Closed-end mutual funds are a lot like standard mutual funds, except that they are generally affected less during major market swings than a standard mutual fund, and they are traded on the open market, much like a regular stock.
Much like a regular mutual fund, closed-end mutual funds are managed by professional account managers. However, closed-end mutual funds cannot be purchased by simply mailing out a check like you could for a regular mutual fund using a calculated Net Asset Value determination. This of course is because they are traded on the open market, so you would purchase them in a similar manner.
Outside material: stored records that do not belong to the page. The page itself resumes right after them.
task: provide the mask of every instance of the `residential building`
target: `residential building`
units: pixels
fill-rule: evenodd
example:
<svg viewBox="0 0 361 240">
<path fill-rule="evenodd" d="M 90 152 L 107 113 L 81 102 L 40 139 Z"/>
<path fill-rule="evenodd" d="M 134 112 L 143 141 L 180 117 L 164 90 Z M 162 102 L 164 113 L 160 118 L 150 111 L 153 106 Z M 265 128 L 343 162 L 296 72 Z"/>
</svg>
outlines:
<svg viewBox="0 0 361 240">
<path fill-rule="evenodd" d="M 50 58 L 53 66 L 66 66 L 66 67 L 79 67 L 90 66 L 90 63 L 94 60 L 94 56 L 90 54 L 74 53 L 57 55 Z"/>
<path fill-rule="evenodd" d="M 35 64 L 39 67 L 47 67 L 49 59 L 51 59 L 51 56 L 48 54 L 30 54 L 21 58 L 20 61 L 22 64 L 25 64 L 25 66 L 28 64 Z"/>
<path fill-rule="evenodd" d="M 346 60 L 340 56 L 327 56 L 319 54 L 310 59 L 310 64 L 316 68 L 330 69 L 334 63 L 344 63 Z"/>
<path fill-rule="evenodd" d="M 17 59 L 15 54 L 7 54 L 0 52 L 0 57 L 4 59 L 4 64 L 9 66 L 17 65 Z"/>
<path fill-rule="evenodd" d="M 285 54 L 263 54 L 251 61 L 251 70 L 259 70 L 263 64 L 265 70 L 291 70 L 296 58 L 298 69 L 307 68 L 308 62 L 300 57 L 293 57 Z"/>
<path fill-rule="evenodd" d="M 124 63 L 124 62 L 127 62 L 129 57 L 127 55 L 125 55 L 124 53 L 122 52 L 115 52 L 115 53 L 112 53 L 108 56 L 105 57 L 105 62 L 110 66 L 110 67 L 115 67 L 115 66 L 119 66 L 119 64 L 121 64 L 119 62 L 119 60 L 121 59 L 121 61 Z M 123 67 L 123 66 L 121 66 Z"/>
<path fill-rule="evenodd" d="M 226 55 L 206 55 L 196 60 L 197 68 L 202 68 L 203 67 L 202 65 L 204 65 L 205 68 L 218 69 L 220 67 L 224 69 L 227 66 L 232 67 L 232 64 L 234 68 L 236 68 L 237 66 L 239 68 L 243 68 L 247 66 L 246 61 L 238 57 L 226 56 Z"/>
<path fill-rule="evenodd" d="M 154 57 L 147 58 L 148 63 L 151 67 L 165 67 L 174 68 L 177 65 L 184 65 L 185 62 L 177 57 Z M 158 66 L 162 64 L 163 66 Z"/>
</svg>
Generally the best thing about a closed-end mutual fund is that you are given a discount over the market value. This essentially means that the value of all of the stocks in the portfolio are generally worth more than the actual market value suggests. This means that you are buying portions of a company for far less than what you normally would expect to pay. As the stocks rise in value, this discount becomes smaller, until the market value is more than what it should be for the stocks in the portfolio. Once this happens, you have a premium fund. This basically means that you are paying more for the fund than you really should be. However, if you see this portfolio as being a high riser, this could still be in your eyes a discount, if it looks as if it will keep rising.
Generally the best time to purchase a closed end fund is right after they are first released. They generally sell at a discount in the beginning, so you will be able to purchase them with a better chance of making money.
As a whole, closed-end funds are relatively safe to buy into as most managers select only high end stocks that are making predictable market moves. This allows the portfolio to be stable while still having an opportunity for substantial growth.